Знаю, в конце концов вы меня опрокинете…"
Мы уже знаем достаточно, что за томление и что за влечение стремится проложить себе свободный путь к свету, но для того, чтобы нам это знать с окончательной ясностью, вышеприведенная цитата указывает нам на контекст, который подтверждает и закругляет все вышесказанное. Божественный, многолюбимый, почитаемый в образе солнца, является целью томлений и нашей поэтессы.
Heaven and Earth (Небо и земля) Байрона есть "мистерия, основанная на следующем стихе Книги Бытия: Тогда увидели сыны Божий дочерей человеческих, что они прекрасны, и брали себе в жены, какую кто выбрал". Кроме того Байрон в качестве дальнейшего motto к своей поэме поставил следующее место из Кольриджа: "И женщина, плачущая о своем демоне-любовнике".

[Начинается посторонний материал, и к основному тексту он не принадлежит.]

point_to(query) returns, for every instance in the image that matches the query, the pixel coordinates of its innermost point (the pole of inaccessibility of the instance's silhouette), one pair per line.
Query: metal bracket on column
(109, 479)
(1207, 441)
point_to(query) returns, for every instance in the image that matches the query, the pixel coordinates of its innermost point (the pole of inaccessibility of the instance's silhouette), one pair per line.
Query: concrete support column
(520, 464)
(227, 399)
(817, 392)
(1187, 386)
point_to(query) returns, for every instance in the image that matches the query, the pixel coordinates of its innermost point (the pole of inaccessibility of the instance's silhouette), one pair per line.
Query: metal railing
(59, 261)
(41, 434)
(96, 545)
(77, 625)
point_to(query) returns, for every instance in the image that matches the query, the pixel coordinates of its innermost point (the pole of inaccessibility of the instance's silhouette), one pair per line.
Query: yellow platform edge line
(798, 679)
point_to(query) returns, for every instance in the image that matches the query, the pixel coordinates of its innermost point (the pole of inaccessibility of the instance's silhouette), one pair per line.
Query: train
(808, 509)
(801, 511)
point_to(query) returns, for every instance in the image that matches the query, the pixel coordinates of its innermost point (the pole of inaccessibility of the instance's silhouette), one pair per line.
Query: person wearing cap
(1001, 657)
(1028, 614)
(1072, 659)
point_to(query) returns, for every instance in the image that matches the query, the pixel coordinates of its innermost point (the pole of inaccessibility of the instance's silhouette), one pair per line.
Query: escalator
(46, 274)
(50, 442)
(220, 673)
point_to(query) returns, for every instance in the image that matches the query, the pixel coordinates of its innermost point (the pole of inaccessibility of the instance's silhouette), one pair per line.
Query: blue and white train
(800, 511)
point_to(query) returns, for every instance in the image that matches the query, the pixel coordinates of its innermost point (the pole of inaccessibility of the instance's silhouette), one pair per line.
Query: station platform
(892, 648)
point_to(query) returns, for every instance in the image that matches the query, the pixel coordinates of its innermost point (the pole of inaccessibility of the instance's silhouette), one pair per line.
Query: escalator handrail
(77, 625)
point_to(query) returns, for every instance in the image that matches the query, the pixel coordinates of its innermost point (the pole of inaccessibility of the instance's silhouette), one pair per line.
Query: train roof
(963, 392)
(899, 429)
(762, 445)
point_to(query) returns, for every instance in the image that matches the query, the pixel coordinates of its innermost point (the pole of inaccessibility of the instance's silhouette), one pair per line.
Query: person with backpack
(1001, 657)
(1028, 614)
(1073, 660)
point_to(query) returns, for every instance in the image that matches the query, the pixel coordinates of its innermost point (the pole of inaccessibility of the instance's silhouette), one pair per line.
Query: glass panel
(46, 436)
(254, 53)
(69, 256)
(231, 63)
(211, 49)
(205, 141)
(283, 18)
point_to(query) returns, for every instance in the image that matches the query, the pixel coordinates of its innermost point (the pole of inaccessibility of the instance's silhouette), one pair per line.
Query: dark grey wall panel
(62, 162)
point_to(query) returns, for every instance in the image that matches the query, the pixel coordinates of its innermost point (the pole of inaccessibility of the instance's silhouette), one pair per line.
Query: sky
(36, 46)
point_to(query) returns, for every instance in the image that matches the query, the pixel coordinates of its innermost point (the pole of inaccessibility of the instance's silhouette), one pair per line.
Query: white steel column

Поэма Байрона сочетает два великих события: одно психологическое и одно теллурическое, страсть, ниспровергающую все преграды, и ужасы вырвавшейся из оков стихии природы. Параллель уже введенная в наших прежних рассуждениях. Ангелы Самиаза и Азазиил, воспылавшие греховной страстью к прекрасным дочерям Каина, Анахе и Аголибаме, разрушают таким образом преграду, которая была воздвигнута между смертными и бессмертными. Они восстают, как некогда Люцифер, против Бога и архангел Рафаил предостерегает их[146]. "Но человек повиновался его голосу, вы же повинуетесь голосу женщины — прекрасна она; голос змеи не столь вкрадчив, как ее поцелуй. Змея победила лишь прах, она же вторично привлекает небесные полки, чтобы нарушить законы неба".
Этот соблазн страсти грозит поколебать всемогущество Бога. Небу угрожает вторичное отпадение его ангелов. Если мы переведем эту мифологическую проекцию обратно на психологическое, из коего она и возникла, то получим следующее: власть добра и разума, царствующих над миром при помощи мудрых законов, встречает угрозу на лице хаотической первичной силы страсти. Поэтому страсть должна быть вытравлена, а это означает в мифологической проекции следующее: род Каина и весь греховный мир должен быть уничтожен до основания путем потопа. Потоп есть необходимое следствие греховной страсти, прорвавшей все преграды. Эта страсть уподобляется морю, глубинным водам и потокам дождя[147], бывшим некогда плодоносными, оплодотворяющими, "наиболее материнскими", как эти воды именуются индусской мифологией. И вот они покидают свои естественные границы и вздымаются выше горных вершин и потопляют все живое, ибо страсть уничтожает саму себя. Libido есть бог и дьявол. С уничтожением греховности libido уничтожается поэтому существенная часть libido вообще. Через потерю дьявола бог мог бы претерпеть сам значительную утрату; это было бы ампутацией тела божества. На это указывает таинственный намек в жалобе Рафаила на обоих мятежников Самиаза и Азазиила: "Отчего эта земля не может быть ни создана, ни разрушена, не произведя обширной пустоты в рядах бессмертных?"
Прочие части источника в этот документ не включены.